Ogonkify

The McKornik Jr. Public License

This program is free software; you can redistribute it and/or modify it under the terms of the GNU General Public License as published by the Free Software Foundation; either version 2 of the License, or (at your option) any later version.

In particular, this program is provided as is, without any warranty, not even of any kind. It might (or might not) do what it is supposed to do, it might (or might not) destroy your printer, and it might (or might not) be useful to you. In any case, you are on your own.

This program is written in Perl. While stronger people find reading Perl code character-building, it should not be shown to people in their formative years. The author will not accept any responsibility for any moral grief caused.

I would like to ask you not to distribute the generated fonts without including a pointer to the original AFMs and the rest of the code. Furthermore, please notify me if you decide to include this code in a larger piece of software.

If you find this software useful, local goodies, makowiec, beer from Zywiec, postcards from exotic places and all sorts of things are accepted.

Using Ogonkify

This chapter describes the various uses of Ogonkify.

Viewing with Ghostscript

Due to a bug in some versions of ghostscript, in order to view the output of Ogonkify you may need to run ghostscript with the -dNOPLATFONTS option, as in

gs -dNOPLATFONTS foo.ps

or in

ghostview -arguments -dNOPLATFONTS foo.ps

See the gs(1) and ghostview(1) manual pages for more details.

Printing from Standard Applications

The main use of Ogonkify is to allow various standard applications to print in various languages.
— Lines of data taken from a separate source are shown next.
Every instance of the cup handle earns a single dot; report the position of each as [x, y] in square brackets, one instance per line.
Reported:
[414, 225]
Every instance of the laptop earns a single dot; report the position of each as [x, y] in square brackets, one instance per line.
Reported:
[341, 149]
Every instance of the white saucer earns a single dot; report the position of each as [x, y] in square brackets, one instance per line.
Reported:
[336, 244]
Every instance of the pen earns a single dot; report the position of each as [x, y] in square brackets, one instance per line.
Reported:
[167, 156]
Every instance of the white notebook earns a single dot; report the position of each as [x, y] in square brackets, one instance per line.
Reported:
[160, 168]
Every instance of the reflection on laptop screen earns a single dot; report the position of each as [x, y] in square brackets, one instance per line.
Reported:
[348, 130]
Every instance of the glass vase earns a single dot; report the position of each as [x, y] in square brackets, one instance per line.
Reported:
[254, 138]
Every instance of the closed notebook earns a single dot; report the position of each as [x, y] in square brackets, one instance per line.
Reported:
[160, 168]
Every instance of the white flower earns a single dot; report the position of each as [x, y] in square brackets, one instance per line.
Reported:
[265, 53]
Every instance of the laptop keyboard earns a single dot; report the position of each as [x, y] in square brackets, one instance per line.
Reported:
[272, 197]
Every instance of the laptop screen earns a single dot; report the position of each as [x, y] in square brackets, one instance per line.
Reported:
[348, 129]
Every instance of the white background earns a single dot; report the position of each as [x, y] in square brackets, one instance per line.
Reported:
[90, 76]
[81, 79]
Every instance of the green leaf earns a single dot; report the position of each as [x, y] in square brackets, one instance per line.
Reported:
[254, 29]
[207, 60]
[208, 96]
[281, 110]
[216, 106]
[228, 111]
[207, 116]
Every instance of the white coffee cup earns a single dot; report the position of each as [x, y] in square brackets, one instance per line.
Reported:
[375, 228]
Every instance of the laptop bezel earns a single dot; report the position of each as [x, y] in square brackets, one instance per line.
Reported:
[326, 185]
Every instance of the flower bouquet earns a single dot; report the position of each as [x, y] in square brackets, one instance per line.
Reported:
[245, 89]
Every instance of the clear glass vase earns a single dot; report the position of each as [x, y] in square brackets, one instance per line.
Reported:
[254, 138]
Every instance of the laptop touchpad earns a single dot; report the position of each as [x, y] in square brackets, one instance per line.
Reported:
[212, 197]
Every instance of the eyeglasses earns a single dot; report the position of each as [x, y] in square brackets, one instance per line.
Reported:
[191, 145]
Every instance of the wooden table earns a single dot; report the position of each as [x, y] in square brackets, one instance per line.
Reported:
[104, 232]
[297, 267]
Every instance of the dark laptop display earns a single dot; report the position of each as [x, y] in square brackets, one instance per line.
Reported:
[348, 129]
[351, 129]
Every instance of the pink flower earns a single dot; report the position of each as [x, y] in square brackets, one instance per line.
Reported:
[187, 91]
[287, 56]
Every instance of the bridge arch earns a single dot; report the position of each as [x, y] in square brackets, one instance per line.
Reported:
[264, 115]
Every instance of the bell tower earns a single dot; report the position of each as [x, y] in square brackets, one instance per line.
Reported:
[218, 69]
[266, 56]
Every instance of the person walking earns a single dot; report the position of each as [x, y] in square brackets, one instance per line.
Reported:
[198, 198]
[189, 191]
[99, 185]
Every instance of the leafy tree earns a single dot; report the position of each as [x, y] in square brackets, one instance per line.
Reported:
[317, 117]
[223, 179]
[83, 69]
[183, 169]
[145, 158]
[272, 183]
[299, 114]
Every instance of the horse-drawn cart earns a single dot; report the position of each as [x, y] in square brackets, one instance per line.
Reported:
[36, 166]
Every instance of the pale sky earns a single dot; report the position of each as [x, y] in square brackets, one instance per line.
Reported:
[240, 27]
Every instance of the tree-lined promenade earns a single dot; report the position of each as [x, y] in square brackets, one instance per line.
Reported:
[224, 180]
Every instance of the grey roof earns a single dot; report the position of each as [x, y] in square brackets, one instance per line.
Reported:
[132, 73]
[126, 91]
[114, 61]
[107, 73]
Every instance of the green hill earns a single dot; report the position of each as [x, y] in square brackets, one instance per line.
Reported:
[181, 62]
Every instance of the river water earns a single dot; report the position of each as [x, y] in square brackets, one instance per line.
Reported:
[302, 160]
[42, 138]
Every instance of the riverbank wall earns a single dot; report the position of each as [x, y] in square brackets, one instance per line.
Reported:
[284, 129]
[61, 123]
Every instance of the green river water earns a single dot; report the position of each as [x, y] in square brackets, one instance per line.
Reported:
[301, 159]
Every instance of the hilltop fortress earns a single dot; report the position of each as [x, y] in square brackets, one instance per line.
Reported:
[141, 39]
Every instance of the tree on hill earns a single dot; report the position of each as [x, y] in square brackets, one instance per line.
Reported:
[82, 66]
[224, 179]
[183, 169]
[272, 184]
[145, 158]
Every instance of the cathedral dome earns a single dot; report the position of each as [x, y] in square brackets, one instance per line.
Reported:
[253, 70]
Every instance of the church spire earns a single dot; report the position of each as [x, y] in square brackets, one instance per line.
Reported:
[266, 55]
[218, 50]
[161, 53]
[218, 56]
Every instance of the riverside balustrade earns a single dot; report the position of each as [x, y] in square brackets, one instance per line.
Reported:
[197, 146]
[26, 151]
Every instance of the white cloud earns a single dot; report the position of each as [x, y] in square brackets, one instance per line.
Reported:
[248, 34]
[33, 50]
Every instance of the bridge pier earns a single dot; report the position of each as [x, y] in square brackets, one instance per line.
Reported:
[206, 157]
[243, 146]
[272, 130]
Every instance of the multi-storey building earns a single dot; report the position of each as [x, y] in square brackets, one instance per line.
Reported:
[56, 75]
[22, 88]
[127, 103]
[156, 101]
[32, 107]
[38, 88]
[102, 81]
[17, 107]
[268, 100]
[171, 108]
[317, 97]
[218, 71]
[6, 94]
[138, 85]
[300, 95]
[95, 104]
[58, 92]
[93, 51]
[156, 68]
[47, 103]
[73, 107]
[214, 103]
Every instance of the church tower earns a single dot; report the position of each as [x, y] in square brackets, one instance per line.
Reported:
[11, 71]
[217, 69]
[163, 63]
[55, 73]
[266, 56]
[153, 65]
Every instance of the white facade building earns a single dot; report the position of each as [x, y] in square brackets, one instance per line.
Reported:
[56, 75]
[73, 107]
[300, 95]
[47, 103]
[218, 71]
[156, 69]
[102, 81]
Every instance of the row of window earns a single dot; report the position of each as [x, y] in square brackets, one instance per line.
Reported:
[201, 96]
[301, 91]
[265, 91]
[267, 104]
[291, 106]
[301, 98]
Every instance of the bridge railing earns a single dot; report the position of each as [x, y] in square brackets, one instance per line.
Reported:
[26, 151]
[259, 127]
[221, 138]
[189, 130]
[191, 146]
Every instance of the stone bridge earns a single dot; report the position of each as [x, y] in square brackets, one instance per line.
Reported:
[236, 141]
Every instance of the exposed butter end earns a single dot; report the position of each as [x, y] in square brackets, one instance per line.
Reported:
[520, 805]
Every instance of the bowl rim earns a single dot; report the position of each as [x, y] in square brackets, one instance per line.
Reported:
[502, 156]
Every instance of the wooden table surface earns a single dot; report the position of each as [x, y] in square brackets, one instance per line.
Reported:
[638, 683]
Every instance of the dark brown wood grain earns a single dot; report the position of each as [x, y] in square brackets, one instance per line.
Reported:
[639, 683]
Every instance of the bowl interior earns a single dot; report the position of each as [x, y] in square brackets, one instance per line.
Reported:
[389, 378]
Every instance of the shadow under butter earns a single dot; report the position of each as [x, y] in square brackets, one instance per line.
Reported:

As of this writing, the ogonkify script knows how to handle Netscape, Mosaic, the mail printer MP, StarOffice, and ApplixWare. Its usage is described in full detail in the ogonkify(1) manual page.

Printing with a2ps

a2ps is a PostScript formatter with pretty-printing capabilities. Starting with version 4.7.21, it automatically uses Ogonkify, which is distributed with it. See section `a2ps manual' in a2ps manual.

a2ps can be obtained from:

<URL:http://www-stud.enst.fr/~demaille/a2ps.html>

Printing with GNU Enscript

GNU Enscript is a program for printing text files on PostScript printers written by Markku Rossi and distributed with other GNU software. You will find it on any mirror carrying GNU software.

GNU Enscript is one of the few programs that allow the user to select the encoding of the files he wants to print, and correctly reencoding the fonts it uses . In order to obtain information about the characters available in a font, it uses AFM files.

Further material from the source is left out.